* **Objective**:
The main objective of this project is to build a model that  predicts a district’s median housing price. This will be essential to determine whether it is worth investing in a given area. More specifically, our model’s output will be fed to another machine learning system, along with some other signals. So it’s important to make our housing price model as accurate as we can.


* **Current working way**:
Housing prices are currently estimated manually by experts based on copmplex rules.

## Download the data

In [None]:
# Import important libraries for downloading the data.

import urllib.request
from pathlib import Path
import tarfile # to unzip the file
import pandas as pd

In [14]:
# Get the data

def get_hosing_data():
    tarball_path = Path("datasets/housing.tgz")
    if not tarball_path.is_file(): # if the file is not downloaded then do:
        Path("datasets").mkdir(parents=True, exist_ok=True)

        url = "https://github.com/ageron/data/raw/main/housing.tgz"
        urllib.request.urlretrieve(url, tarball_path)
    
    # Tar the file - unzip it
    with tarfile.open(tarball_path) as _:
            _.extractall(path="datasets")
    
    # Read the file
    return pd.read_csv("datasets/housing/housing.csv")

housing_full = get_hosing_data()

  _.extractall(path="datasets")


## A Quick Look at the Data

In [13]:
housing_full.head()

Unnamed: 0,longitude,latitude,housing_median_age,total_rooms,total_bedrooms,population,households,median_income,median_house_value,ocean_proximity
0,-122.23,37.88,41.0,880.0,129.0,322.0,126.0,8.3252,452600.0,NEAR BAY
1,-122.22,37.86,21.0,7099.0,1106.0,2401.0,1138.0,8.3014,358500.0,NEAR BAY
2,-122.24,37.85,52.0,1467.0,190.0,496.0,177.0,7.2574,352100.0,NEAR BAY
3,-122.25,37.85,52.0,1274.0,235.0,558.0,219.0,5.6431,341300.0,NEAR BAY
4,-122.25,37.85,52.0,1627.0,280.0,565.0,259.0,3.8462,342200.0,NEAR BAY


In [None]:
housing_full.info()

* All features are numerical, except ocean_proximity.
* Our dataset has 20,640 districts, i.e., rows (data samples).
* It contains 10 columns.
* total_rooms has missing values.

In [None]:
housing_full.describe()

In [None]:
housing_full[housing_full["total_bedrooms"].isna()].shape[0]

* 207 missing values

In [None]:
housing_full['ocean_proximity'].unique()

In [None]:
housing_full["ocean_proximity"].value_counts()

* the colomn ocean_proximity has 5 unique values.

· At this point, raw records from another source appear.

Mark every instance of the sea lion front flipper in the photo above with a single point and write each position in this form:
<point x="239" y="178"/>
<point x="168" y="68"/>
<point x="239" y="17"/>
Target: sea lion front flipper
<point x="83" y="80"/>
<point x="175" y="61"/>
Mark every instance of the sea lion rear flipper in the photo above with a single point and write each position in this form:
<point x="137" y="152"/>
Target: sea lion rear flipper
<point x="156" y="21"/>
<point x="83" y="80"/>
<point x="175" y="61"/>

#### Data Visualization at glance

In [None]:
import matplotlib.pyplot as plt

In [None]:
housing_full.hist(bins=50, figsize=(12,8))

plt.show()

* Some distributions are Right skewed As a result some models may struggle to find patterns for such data distribution.

#### Create a Test Set

In [None]:
from sklearn.model_selection import train_test_split
import numpy as np

* based on the convo with the client you found that income distribution really matters. So, it is better to use distribution based sampling instead of random sampling.

* If you split train/test randomly, some income groups may disappear or be under-represented.

In [None]:
housing_full.head()

In [None]:
housing_full["income_cat"] = pd.cut(housing_full["median_income"],
                                    bins=[0., 1.5, 3.0, 4.5, 6., np.inf],
                                    labels=[1, 2, 3, 4, 5])

In [None]:
housing_full["income_cat"].head()

In [None]:
cat_counts = housing_full["income_cat"].value_counts().sort_index()
cat_counts

In [None]:
cat_counts.plot(kind="bar" ,rot=0, grid=True)

plt.xlabel("Income category")
plt.ylabel("Number of districts")
plt.show()

In [None]:
housing_full.head()

In [None]:
# Stratified Sampling.

strat_train_set, strat_test_set = train_test_split(housing_full, test_size=0.2, random_state=42,  stratify=housing_full["income_cat"])

In [None]:
strat_train_set.shape

In [None]:
strat_test_set.shape

In [None]:
strat_test_set.shape[0]/housing_full.shape[0]

## Data Visualization to Gain Insights

In [None]:
housing = strat_train_set.copy() # housing represents training data set.

### Visualize Geographical Data

In [None]:
housing.head()

In [None]:
housing.plot(kind="scatter", x="longitude", y="latitude", alpha=0.2, grid=True)

plt.show()

* It looks like California - the dataset is for houses in california, that is why!
* high population around the beach, and this makes sense.

In [None]:
housing.plot(kind="scatter", x="longitude", y="latitude",
             s=housing["population"]/100, label="population",
             c="median_house_value", cmap="jet")

In [None]:
# just graph compartion

housing.plot(kind="scatter", x="longitude", y="latitude", grid=True,
             s=housing["population"]/100, label="population",
             c="median_house_value", cmap="jet", colorbar=True,
             legend=True, sharex=False, figsize=(10,7))

### Correlations

In [None]:
housing.corr(numeric_only=True)

In [None]:
corr_matrix = housing.corr(numeric_only=True)["median_house_value"]
corr_matrix

In [None]:
corr_matrix.sort_values(ascending=False)

* median income has a strong correlation

In [None]:
from pandas.plotting import scatter_matrix

# lets go crazy

scatter_matrix(housing)

plt.show()

Oh, no!

In [None]:
attributes = ["median_house_value", "median_income", "total_rooms", "housing_median_age"]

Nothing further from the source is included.